Eric Shanteau


All of our hearts at the LAF have gone out to Eric Shanteau, the Olympic swimmer facing the toughest choice of his life: compete at Beijing or begin treatment for testicular cancer. I thought this story beautifully illustrates his plight thoughtfully and wanted to share it with everyone.


  1. Eric says:

    Amazing story. When I was diagnosed with this disease and was going through all the initial shock I easily can remember the expression on my doctor’s face at IUPUI hospitals when I asked “when can I go back to classes?”

    I asked that question because I was diagnosed 2 weeks before I was supposed to return to college. Not that classes at the University of Chicago compares in any way to the olympics, but this is an amazing story, and one I feel is repeated throughout the world on equally large, and much smaller, scales all too often.

  2. Brian Dowd says:

    I will be cheering Eric on for success in Beijing and in his fight against cancer. As I posted on my blog, Can you imagine the pressure of going to Beijing to participate in the Olympics and knowing you have cancer. Knowing you will have to come back home and begin the fight of your life! Regardless of Eric’s place in the 200 meter breaststroke it makes his participation sound easy compared to what he will face when he gets home.

    Best wishes to Eric!

  3. Scott Joy says:

    I continue to struggle with this dilemma — although it isn’t mine to face. I want to insist that Eric should act immediately to minimize the risk of metastasis, but I understand it just isn’t that simple. In the end, I’ll be rooting for you wholeheartedly, Eric.

  4. Leo Lazarus says:

    Good on him for continuing with his Olympic quest, that shows a lot of courage and I wish him all the best with that and the fight he faces afterwards.

  5. Karen says:

    I hope and pray everything goes well for you. My son who is 17 was diagnosed in March. He went through 4 rounds of the chemo and we are now headed to Indiana the first week of August for RPLND surgery and to remove a node in his lung. He found it when small but it had already spread to lymph nodes. Please don’t wait too long.
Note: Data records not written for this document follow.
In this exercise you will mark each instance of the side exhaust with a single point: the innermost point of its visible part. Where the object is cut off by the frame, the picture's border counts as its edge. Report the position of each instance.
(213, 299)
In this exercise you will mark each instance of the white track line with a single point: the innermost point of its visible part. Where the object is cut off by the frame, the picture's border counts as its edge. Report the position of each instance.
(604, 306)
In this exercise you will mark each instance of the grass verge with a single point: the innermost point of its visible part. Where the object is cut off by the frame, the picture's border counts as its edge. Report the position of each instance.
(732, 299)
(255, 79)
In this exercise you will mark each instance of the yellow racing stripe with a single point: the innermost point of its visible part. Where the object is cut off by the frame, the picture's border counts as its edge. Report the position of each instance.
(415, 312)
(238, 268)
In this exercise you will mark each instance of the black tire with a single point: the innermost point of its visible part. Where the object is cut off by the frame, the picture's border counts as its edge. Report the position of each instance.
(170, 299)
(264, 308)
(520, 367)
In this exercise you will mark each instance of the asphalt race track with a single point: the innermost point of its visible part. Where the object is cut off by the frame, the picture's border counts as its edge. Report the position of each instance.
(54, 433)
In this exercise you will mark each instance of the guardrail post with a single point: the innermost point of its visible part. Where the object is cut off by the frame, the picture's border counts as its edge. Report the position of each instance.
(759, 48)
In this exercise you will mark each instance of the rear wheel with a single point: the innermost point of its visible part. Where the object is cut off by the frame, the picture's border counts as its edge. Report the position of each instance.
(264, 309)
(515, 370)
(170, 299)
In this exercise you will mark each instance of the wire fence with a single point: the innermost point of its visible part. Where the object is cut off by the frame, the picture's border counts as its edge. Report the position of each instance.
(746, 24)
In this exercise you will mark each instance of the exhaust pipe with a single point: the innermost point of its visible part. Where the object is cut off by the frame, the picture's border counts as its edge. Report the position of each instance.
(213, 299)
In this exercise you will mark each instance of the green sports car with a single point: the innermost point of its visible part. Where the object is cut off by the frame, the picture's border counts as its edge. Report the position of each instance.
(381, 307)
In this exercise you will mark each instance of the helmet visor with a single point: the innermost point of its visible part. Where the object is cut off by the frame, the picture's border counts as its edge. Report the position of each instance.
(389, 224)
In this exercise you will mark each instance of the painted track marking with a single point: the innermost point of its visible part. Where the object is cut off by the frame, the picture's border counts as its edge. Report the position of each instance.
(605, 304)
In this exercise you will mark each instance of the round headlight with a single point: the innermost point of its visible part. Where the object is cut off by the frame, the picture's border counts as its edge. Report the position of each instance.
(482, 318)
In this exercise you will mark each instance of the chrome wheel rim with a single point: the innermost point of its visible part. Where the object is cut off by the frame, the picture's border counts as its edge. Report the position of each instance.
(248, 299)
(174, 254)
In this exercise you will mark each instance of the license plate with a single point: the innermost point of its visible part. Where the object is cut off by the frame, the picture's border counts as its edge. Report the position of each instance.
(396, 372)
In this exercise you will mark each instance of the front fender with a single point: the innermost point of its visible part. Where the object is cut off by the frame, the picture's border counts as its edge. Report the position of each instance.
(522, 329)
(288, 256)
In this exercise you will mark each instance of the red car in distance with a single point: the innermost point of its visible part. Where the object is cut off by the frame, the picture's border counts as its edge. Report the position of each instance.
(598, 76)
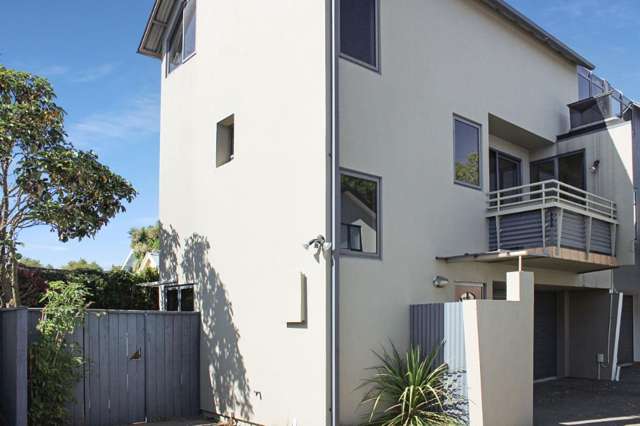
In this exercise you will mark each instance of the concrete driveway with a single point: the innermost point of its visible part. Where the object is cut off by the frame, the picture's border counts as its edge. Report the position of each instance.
(589, 402)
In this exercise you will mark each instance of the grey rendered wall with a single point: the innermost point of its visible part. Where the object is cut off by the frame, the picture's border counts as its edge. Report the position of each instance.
(398, 124)
(13, 367)
(237, 230)
(627, 278)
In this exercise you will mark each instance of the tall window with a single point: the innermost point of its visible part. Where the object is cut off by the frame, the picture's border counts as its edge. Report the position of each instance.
(225, 145)
(466, 151)
(182, 43)
(360, 219)
(359, 31)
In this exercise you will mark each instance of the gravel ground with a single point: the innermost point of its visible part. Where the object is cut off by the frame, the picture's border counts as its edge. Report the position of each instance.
(589, 402)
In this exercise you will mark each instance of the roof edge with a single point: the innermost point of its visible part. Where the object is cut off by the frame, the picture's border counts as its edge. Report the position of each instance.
(519, 19)
(147, 29)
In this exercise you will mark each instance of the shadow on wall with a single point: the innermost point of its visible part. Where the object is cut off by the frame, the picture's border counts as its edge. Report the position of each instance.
(227, 376)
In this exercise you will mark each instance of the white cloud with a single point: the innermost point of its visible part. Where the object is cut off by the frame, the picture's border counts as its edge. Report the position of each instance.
(52, 71)
(46, 247)
(137, 119)
(94, 73)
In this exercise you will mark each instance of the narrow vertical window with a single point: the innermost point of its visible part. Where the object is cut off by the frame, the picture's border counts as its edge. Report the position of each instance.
(359, 30)
(182, 42)
(360, 219)
(225, 144)
(466, 151)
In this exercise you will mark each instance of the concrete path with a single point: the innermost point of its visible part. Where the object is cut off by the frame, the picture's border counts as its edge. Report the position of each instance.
(575, 402)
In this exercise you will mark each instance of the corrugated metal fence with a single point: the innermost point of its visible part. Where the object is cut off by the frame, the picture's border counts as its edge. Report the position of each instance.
(436, 323)
(141, 365)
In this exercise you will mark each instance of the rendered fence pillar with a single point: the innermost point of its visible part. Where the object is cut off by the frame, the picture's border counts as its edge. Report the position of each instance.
(499, 355)
(13, 366)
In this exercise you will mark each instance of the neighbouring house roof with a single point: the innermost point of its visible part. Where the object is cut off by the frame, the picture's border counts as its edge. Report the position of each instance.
(151, 259)
(158, 22)
(129, 262)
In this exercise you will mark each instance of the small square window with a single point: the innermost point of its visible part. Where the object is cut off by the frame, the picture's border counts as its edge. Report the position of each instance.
(360, 219)
(466, 151)
(225, 141)
(359, 31)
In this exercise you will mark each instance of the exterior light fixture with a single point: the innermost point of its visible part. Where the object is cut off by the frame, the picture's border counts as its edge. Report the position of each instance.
(320, 242)
(439, 281)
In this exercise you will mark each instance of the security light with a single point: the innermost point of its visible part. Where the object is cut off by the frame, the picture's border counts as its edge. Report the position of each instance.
(317, 243)
(439, 281)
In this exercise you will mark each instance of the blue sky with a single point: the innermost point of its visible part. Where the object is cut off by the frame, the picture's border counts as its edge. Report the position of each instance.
(111, 94)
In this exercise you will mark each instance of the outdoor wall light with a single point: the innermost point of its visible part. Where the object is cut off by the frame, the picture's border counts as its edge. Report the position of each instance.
(439, 281)
(317, 243)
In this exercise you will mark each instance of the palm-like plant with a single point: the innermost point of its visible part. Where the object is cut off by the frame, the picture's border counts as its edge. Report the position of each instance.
(411, 391)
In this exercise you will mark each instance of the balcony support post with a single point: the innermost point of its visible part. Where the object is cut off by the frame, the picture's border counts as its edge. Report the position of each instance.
(588, 236)
(559, 238)
(544, 227)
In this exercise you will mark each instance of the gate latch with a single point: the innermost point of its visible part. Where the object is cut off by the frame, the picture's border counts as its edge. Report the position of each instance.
(136, 355)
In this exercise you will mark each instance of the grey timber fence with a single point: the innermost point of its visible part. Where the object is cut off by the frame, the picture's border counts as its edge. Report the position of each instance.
(140, 365)
(13, 367)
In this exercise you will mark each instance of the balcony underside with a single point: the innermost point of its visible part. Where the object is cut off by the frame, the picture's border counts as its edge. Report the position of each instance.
(564, 259)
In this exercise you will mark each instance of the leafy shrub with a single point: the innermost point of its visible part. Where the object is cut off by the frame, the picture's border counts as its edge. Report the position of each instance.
(115, 289)
(411, 391)
(55, 365)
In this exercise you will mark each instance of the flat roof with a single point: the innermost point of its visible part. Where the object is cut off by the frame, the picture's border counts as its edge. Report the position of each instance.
(563, 259)
(158, 22)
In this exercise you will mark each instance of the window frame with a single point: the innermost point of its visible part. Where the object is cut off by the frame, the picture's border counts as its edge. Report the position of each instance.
(227, 124)
(478, 126)
(377, 41)
(178, 289)
(177, 21)
(556, 165)
(362, 254)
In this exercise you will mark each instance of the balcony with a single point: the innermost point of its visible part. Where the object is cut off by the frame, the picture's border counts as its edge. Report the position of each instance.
(553, 219)
(550, 225)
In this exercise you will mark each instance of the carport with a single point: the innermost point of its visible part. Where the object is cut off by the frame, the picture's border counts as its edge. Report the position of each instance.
(589, 402)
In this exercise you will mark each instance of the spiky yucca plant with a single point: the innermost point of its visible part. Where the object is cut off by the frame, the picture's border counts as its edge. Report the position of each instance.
(411, 391)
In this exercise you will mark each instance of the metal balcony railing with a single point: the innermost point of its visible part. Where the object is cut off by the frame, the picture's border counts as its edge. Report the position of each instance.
(551, 213)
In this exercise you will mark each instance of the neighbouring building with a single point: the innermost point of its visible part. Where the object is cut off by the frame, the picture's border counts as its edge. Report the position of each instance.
(324, 165)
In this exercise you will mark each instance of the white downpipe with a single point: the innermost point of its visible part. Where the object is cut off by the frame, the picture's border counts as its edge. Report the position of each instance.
(615, 376)
(334, 220)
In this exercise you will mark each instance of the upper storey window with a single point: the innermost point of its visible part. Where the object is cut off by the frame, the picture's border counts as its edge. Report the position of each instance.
(466, 151)
(182, 43)
(359, 31)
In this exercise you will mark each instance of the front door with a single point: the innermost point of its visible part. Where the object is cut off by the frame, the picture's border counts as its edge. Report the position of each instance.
(504, 171)
(545, 335)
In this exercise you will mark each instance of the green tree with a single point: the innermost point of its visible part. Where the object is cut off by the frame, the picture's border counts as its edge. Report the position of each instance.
(44, 179)
(144, 240)
(469, 172)
(82, 264)
(32, 263)
(55, 364)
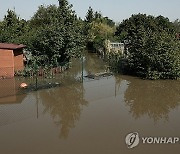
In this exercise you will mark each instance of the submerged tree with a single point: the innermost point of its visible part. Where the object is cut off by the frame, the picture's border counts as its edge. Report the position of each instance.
(59, 33)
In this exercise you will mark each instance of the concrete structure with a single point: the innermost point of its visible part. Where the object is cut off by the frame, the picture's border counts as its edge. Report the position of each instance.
(11, 59)
(115, 47)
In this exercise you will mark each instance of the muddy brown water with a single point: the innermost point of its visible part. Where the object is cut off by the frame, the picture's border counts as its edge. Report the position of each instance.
(92, 117)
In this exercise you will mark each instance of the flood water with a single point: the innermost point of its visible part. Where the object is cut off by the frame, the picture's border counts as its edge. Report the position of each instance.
(92, 117)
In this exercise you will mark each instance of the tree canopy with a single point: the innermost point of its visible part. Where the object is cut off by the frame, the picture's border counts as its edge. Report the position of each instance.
(154, 51)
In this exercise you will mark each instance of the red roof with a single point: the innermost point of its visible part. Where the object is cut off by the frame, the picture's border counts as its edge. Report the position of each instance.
(11, 46)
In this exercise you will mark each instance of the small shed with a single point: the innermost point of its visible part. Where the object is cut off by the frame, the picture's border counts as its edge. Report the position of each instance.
(11, 59)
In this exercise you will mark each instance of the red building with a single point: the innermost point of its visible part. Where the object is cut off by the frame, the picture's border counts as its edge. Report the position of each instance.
(11, 59)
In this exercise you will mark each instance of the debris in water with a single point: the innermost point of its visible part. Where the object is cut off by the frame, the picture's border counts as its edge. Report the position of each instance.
(23, 85)
(99, 75)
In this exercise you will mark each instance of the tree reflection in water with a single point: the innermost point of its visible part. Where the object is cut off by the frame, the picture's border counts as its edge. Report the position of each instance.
(64, 105)
(153, 98)
(66, 102)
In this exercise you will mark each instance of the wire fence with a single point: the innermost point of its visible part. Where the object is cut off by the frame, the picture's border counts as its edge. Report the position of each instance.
(35, 79)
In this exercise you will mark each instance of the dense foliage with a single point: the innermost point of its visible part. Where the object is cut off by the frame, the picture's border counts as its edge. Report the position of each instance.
(97, 29)
(153, 49)
(53, 35)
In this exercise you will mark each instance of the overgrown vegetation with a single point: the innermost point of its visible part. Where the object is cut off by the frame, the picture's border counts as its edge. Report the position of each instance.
(154, 50)
(55, 34)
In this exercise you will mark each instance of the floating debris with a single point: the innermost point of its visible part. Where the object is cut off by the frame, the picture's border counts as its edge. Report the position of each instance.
(23, 85)
(99, 75)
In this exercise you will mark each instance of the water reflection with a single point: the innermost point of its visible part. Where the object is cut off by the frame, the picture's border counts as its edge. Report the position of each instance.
(152, 98)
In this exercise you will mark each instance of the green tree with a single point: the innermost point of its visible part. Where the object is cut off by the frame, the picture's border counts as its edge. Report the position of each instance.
(154, 52)
(12, 27)
(58, 36)
(90, 15)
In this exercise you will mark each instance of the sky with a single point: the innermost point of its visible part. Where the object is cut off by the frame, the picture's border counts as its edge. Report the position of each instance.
(114, 9)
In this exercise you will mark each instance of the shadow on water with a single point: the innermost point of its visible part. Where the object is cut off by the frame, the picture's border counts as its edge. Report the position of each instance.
(152, 98)
(64, 105)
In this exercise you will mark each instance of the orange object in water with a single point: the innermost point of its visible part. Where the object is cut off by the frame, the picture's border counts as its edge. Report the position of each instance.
(23, 85)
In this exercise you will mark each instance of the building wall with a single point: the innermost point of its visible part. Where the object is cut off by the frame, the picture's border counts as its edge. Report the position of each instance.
(18, 60)
(6, 63)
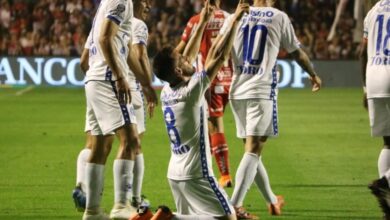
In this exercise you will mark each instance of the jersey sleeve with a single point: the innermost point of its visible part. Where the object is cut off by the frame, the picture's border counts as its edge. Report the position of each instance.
(226, 25)
(197, 86)
(365, 28)
(289, 40)
(116, 10)
(88, 42)
(140, 34)
(188, 30)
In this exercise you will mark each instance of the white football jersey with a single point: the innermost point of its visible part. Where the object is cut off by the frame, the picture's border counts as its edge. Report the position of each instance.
(120, 12)
(139, 36)
(377, 32)
(260, 35)
(185, 116)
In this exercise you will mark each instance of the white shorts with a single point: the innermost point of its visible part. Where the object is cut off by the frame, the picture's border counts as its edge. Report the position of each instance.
(104, 113)
(201, 196)
(137, 99)
(255, 117)
(379, 113)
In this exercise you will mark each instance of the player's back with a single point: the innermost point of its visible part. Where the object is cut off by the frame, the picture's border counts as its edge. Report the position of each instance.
(120, 12)
(184, 110)
(260, 35)
(139, 36)
(377, 32)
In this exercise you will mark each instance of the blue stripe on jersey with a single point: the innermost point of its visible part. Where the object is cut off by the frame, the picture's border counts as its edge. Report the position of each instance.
(108, 75)
(125, 111)
(94, 19)
(275, 117)
(114, 19)
(143, 102)
(274, 82)
(214, 186)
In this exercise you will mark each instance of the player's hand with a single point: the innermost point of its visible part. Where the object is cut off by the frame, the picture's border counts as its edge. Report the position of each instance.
(207, 11)
(242, 7)
(124, 94)
(316, 83)
(151, 99)
(365, 102)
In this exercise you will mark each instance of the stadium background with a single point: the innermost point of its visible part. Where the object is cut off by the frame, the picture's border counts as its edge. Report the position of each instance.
(321, 162)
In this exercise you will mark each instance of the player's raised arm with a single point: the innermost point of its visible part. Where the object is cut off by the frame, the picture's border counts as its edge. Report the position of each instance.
(192, 48)
(363, 64)
(108, 32)
(304, 61)
(222, 46)
(142, 73)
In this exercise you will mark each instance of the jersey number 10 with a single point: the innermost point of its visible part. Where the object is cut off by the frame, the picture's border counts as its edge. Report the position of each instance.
(379, 47)
(249, 44)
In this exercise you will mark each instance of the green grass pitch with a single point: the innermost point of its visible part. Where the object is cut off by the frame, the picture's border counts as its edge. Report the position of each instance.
(321, 162)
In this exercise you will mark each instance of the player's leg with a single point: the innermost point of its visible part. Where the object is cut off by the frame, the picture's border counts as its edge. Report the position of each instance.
(220, 149)
(139, 164)
(78, 193)
(247, 168)
(95, 175)
(123, 170)
(268, 126)
(380, 127)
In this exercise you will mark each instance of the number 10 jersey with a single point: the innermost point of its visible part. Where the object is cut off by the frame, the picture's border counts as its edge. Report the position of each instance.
(256, 46)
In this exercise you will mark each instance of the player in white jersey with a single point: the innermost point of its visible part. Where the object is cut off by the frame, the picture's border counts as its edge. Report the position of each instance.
(108, 95)
(376, 75)
(139, 42)
(194, 187)
(141, 9)
(253, 93)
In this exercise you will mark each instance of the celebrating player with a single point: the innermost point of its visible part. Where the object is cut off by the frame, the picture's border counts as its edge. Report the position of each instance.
(108, 97)
(376, 69)
(253, 93)
(190, 174)
(218, 94)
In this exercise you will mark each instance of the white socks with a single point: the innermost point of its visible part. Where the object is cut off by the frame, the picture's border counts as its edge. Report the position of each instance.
(94, 182)
(262, 182)
(245, 175)
(122, 170)
(138, 176)
(384, 164)
(81, 164)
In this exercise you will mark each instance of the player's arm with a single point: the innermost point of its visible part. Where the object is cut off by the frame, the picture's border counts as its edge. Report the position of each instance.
(143, 59)
(223, 44)
(110, 53)
(304, 61)
(84, 59)
(192, 48)
(363, 62)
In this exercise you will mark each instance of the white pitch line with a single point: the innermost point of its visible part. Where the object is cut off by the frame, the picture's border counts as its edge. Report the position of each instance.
(23, 91)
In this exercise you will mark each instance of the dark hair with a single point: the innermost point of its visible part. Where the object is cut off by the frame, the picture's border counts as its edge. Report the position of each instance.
(164, 63)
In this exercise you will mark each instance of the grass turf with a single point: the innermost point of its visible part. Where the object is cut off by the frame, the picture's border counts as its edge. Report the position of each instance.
(321, 162)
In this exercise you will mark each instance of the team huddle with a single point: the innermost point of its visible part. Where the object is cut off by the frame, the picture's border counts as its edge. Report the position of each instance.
(221, 58)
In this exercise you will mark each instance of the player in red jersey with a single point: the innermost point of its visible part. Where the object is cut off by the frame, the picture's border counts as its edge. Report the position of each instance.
(218, 94)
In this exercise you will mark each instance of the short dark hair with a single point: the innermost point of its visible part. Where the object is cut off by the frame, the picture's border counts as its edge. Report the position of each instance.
(164, 63)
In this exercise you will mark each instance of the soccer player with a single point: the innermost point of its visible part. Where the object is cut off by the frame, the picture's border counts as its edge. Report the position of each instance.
(190, 175)
(108, 98)
(218, 95)
(253, 93)
(376, 79)
(139, 40)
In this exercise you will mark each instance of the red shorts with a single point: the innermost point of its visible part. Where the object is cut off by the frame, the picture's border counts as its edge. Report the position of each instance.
(217, 99)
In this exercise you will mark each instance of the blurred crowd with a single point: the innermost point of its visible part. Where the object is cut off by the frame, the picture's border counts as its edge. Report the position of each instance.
(60, 27)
  6. BEST WISHES in Beijing and with the testicular cancer, Eric! My prayers and good luck to you for ultimate success in BOTH!

  7. Elyse Enger says:

    Eric Shanteau is one of the bravest athletes ever. His agonizing choice–Olympics or testicular cancer was hard , but in the end he chose the Olympics.

    I sincerely believe that Eric, no matter what trials he may endure in the pool and in life, will yet trumiph over them.

    I also have a small bit of advice for him: find something that can be a outlet for all the emotions he might be feeling, like blogging or writing in a journal. It can be both theraputic and help when thing begins to get overwhelming.

  8. Cindy says:

    Eric…you are in my prayers.

    My husband had seminoma and has done great. It has been more than five years since his diagnosis and treatment. I never thought our life would get back to normal but it has…in fact, we rarely think about the cancer today. We did add onto our family post-surgery/treatment when our third son was born in 2004. If I were in your shoes I would have made the same decision to go to the Olympics. Good luck! Best wishes to you! –Cindy in Texas

  9. Roni Romano says:

    I am also a Testicular Cancer survivor and can say that it is one of the most horrible ordeals a man can ever go through!!! Not only is there the diagnosis of the cancer itself to contend with but there is also the emotional fallout from the nightmare of tests, treatment (usually immediate surgery to remove one or both of the affected testicles, followed by several rounds of radiation or chemotherapy). Not to mention the emotional scars left for years to come!!!

    On the plus side TC has one of the highest cure rates of all cancers : )

    If you are a male between the ages of 18 -35 you should regularly check both testicles to see if there are any lumps or unexplained swelling. It is after all the most common cancer in men in this age group!!!

    If you notice anything out of the ordinary, CALL YOUR DOCTOR IMMEDIATELY and ask for an ultrasound. The earlier the cancer is detected the higher the chances are of a cure.

    Also don’t fall into that trap that I did thinking that because my lump wasn’t painful it mustn’t be sinister.

    Painless lumps are one of the signs of testicular cancer!!!

    Eric Shanteau is incredibly courageous and no one should judge him for his decision. I wish Eric the best of luck and am certain that he will have a full recovery!!!